The outlier detection method towards big data that the invention discloses a kind of, this method is using quantity of the combination of each data tuple all properties value in data set in entire data set as the feature of the data tuple, since this feature is that quantity calculating from the combination of all properties value in data tuple in entire data set is got, so this feature can react the difference degree between the data tuple and whole data set comprehensively and accurately, it whereby it can be detected which data characteristics differs markedly from whole data set, that is, be used as outlier.And the present invention is based on the Importance of attribute sex knowledge of rough set to carry out dimensionality reduction to high dimensional data so that High Dimensional Data Set can be effectively treated in the invention.The method of the present invention has higher outlier detection accuracy rate, and simple and practicable, is not required to the distribution of data in master data set, and domain knowledge need not also train estimation model on data set, a large amount of time is saved for outlier detection.

Description

A kind of outlier detection method towards big data
Technical field
The outlier detection method towards big data that the present invention relates to a kind of, belongs to Data Preprocessing Technology field.
Background technology
Recently as the high speed development of information technology, global metadata is lasting to be increased with astonishing speed, we The big data epoch are marched toward in the world.How valuable data or information obtained from complicated data, it has also become Ren Menguan The focus of note.Outlier detection is an important directions of data mining.Outlier detection focuses mainly on one in data set Fraction object, compared with remainder data in data set, this sub-fraction object does not meet the universal model of data set, we are just The data of this part are referred to as outlier.Outliers Detection is exactly the data mining skill for finding unconventional pattern from mass data Art.The purpose of detection outlier is to eliminate the noise of raw data set or find that initial data concentrates potential valuable letter Breath.It is widely used in quality control, fault detect, financial fraud, Web Log Analysis, medical treatment, environmental science, smart city Equal fields.In many scientific domains, Outlier Data may bring new inspiration to us, is found so as to cause new knowledge It is developed with new application.Therefore there is highly important theory significance and actual application value for the detection of outlier.Mesh The preceding detection and analysis to outlier has been developed as a vital task in data mining and data management.And it is traditional from Group's point detecting method generally existing Detection accuracy is low, cannot handle extensive high-dimensional data set.

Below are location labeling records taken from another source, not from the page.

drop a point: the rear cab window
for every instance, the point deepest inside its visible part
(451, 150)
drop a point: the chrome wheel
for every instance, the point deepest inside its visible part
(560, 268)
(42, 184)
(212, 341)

Therefore, it is badly in need of a kind of algorithm that outlier detection accuracy rate is high, and algorithm can preferably be suitable for extensive number According to the environment of collection.
Invention content
The technical problem to be solved by the present invention is to:A kind of outlier detection method towards big data is provided, number is defined The object that data set is differed markedly from according to feature is outlier, and this method has higher Detection accuracy, and uses and divide The outlier detection method of cloth adapts to extensive High Dimensional Data Set.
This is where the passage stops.